Once the announcement arrived that Hannibal had been accepted into the league for 1909, work began in earnest to ready the ball field, and to construct supporting structures.
A grandstand was built prior to the start of the season- large enough to seat 1,600 people.
Sinclair Mainland agreed to extend the electric street car line to include a stop at the intersection of Lyon and Glasscock streets, and to provide extra runs to accommodate baseball fans.
Special rail excursions were set up between Hannibal and Quincy to facilitate the fans.
The Hannibal Baseball Association consisted of C.A. Cruikshank, president; J.J. Bowles, vice president; J.J. Brown, treasurer; and Thomas O’Donnell secretary. Board members were C.A. Cruikshank, J.J. Brown Jr., J.J. Bowles, Thomas O’Donnell, J.P. Richards, J.W. Youle and Berryman Henwood.
It was estimated at the time that the association invested $4,000 in getting the field ready for baseball.
Threat to baseball
Before the exhibition game could take place, and before the baseball season officially began, a complication arose.
A family living on McComb street, consisting of Frank Walters, his step daughter Emma Bledsoe Coffman, and her son Walter Harvey Coffman, didn’t share the community’s enthusiasm regarding the onset of baseball in their neighborhood.
Together, they would change the course of Hannibal’s baseball history.
A March 1909 suit filed by Walters in the Hannibal Court of Common Pleas effectively stopped the Hannibal Cannibals – of the Central Division – from playing baseball on the field prepared for the purpose, named League Park.
The Walters family lived just to the north of the old MK&T Railroad roundhouse, where French-born Mr. Walters was a long-standing car inspector. While fans of the game showed excitement over Hannibal’s new status as a member of the Central Division, the Walters family held a contrary opinion, calling the baseball games played in their neighborhood a nuisance.

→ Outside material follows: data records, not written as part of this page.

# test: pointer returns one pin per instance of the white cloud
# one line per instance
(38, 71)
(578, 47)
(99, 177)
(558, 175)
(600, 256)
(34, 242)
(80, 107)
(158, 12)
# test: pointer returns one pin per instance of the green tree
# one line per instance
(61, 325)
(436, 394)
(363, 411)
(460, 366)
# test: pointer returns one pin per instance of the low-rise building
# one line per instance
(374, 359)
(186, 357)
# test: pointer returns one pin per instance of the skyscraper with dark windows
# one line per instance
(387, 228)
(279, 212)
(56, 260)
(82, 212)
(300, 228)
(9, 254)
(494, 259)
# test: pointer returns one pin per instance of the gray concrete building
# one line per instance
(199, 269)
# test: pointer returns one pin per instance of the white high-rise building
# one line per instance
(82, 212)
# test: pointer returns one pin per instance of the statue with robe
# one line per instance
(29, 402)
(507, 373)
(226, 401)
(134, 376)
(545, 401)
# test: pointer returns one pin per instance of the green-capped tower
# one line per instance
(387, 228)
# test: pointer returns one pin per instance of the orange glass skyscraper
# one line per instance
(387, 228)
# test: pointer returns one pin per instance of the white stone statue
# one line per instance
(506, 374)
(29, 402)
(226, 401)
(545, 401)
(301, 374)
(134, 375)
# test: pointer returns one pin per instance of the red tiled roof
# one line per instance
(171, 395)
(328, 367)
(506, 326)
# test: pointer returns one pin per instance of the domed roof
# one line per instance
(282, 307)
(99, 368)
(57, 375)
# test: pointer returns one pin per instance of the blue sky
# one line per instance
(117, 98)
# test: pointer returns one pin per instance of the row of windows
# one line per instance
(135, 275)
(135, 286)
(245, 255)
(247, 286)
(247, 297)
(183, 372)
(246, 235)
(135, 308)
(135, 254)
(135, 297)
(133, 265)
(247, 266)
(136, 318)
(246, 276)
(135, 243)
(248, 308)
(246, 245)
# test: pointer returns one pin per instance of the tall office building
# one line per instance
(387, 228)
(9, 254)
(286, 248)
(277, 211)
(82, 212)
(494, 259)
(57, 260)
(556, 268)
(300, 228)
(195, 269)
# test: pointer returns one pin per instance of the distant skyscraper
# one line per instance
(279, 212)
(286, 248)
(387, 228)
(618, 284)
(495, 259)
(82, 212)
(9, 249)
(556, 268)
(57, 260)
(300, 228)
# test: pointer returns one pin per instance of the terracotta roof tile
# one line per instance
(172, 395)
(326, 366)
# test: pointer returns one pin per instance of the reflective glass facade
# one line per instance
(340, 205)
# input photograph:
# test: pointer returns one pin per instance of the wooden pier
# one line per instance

They didn’t like the crowds assembling on the street in front of their house; they didn’t like people trespassing on their property; and they didn’t like baseballs flying over the ballpark’s fence and threatening their personal safety and property.

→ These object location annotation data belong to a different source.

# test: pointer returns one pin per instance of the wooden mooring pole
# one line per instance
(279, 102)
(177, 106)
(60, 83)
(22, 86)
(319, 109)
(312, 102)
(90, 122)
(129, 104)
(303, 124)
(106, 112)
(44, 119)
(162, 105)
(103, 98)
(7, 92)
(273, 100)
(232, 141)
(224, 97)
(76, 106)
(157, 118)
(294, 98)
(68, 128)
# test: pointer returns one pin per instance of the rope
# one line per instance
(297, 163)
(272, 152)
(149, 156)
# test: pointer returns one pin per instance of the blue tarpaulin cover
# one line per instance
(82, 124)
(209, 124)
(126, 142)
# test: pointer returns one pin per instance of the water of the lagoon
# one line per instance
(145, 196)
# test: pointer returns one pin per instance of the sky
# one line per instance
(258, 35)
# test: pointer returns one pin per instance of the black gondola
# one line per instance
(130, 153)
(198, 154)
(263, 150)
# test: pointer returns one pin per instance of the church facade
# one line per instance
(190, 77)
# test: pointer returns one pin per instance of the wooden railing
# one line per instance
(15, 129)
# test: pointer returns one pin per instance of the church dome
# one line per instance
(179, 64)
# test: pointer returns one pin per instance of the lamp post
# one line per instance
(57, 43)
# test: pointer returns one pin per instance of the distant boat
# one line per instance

The 1909 baseball season proceeded as planned, but the following November, Judge David H. Eby, ruled in favor of the Walters family, and against the Hannibal Baseball Association.
In deciding the case in November 1909, he didn’t specifically rule that the Hannibal Cannibals couldn’t play ball on the field, but did recognize the complaints as stated by Walters.

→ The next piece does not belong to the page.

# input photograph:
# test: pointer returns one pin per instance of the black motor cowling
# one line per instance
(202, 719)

The Hannibal Baseball Association was, “restrained from playing or practicing any game in which balls are batted or thrown onto the property of the complainants. Moreover no player or spectator of the games is allowed to enter on the property of the complainants without the consent of the persons on whose land the trespass is made. And finally the association is not allowed to encourage crowds of persons to loiter and congregate on the street in front of the complainants’ property.”
In summary, according to a November 13, 1909 story in the Quincy Daily Herald, “while baseball may still be played in the park, the park shall be used in such a manner as not to inconvenience or be a nuisance to the complainants.”
And that, in all practicality, was an impossibility.
Cubs vs Hannibal
Much excitement preceded the planned April 21, 1909 match between the Cubs and the Hannibal Cannibals, but when the time came for the exhibition game, weather was the victor. Rain and wet field conditions forced the game to be canceled. Perhaps the next time that the Cubs won the World Series, the team could make good on its promise to play ball in Hannibal.
But history tells that story. It would be 111 years – until 2016 – when the Cubs would once again earn World Champion status.